Thanks everyone Oh thanks for that Chris. I really need to find my way around this camera. I have not really changed much in the way of settings, and I need to I know.
Lovely birdy!
The best way to get better with your camera is practice! Take a zillion shots, and then try to figure out where they went right/wrong, and incorporate those lessons. Sounds like you have a DSLR now? The glory here is the only thing you lose to a bad exposure is a few seconds of your time, and you have a "captive" subject whom you can chase around the house to your desire. Here are some helpful hints based on this one you wished had come out.
The reason this one didn't come out is likely the back lighting. Notice the lamp in the background? Plus the open window? The camera is likely set to light meter the "entire frame" of the picture for light and average it out. Your window is perfectly exposed, the lamp is over exposed, and Pico is underexposed. Set your camera to "point" or "weighted center" metering. This means whichever auto-focus indicator lights up, it also uses for light metering. (You saved the paper manual right?
)
Next, turn the camera from "auto" to 'A'perature priority mode. This is that f/4.5 number you see kicking around on the outside of your lens and in your viewfinder. This is how "open" the shutter is when you take a picture, which translates to how much light is let in to the camera. Lower is more, but you will also have problems getting the whole beak in focus! Higher is smaller. (This mixes with shutter speed, or the length of time the shutter is held open at your fixed aperature size.
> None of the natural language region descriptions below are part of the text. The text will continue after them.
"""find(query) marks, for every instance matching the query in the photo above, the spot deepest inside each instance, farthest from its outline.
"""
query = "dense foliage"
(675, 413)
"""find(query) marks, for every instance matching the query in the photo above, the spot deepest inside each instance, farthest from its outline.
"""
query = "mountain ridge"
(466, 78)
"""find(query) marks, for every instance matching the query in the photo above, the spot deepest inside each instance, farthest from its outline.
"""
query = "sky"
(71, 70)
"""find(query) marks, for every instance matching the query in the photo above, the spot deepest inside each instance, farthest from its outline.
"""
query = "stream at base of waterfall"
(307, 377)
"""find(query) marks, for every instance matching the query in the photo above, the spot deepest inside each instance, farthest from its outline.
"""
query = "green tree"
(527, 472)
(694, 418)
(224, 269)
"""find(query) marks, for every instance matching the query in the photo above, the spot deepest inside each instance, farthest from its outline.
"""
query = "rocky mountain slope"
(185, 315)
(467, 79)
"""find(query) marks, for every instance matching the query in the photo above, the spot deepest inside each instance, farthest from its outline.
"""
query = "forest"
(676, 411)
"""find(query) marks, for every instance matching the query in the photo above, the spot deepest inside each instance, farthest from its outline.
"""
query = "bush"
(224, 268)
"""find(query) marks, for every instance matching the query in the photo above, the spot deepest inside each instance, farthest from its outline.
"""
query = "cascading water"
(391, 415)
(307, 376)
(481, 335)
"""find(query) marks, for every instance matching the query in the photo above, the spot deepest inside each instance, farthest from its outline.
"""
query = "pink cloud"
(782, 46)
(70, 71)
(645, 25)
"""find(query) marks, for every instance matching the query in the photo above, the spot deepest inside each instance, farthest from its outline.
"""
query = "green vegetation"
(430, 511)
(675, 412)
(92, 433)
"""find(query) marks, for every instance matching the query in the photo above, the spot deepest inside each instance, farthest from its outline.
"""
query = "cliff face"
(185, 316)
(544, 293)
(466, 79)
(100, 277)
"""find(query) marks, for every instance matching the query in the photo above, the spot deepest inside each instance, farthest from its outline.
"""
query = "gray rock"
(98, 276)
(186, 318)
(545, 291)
Lower f-stops means higher shutter speeds, more stopped/sharper action!) Using whatever wheel you have, scroll until you are at around f/4.5, maybe 1-2 "stops" lower if your lens allows. Fiddle with this as you take pictures.
After that, set your camera to multishot mode. Hold down the trigger, get several frames per second of pictures. It's great, and scares people who you loan your camera to who think they have broken it when they take 5 pictures of something.
If you aren't standing at least 1 meter away from your subject, do so! Don't use the zoom features here, you can always crop it down to get rid of the excess stuff in the frame. This also gives you more flexibility if birdo moves, which we all know they never do!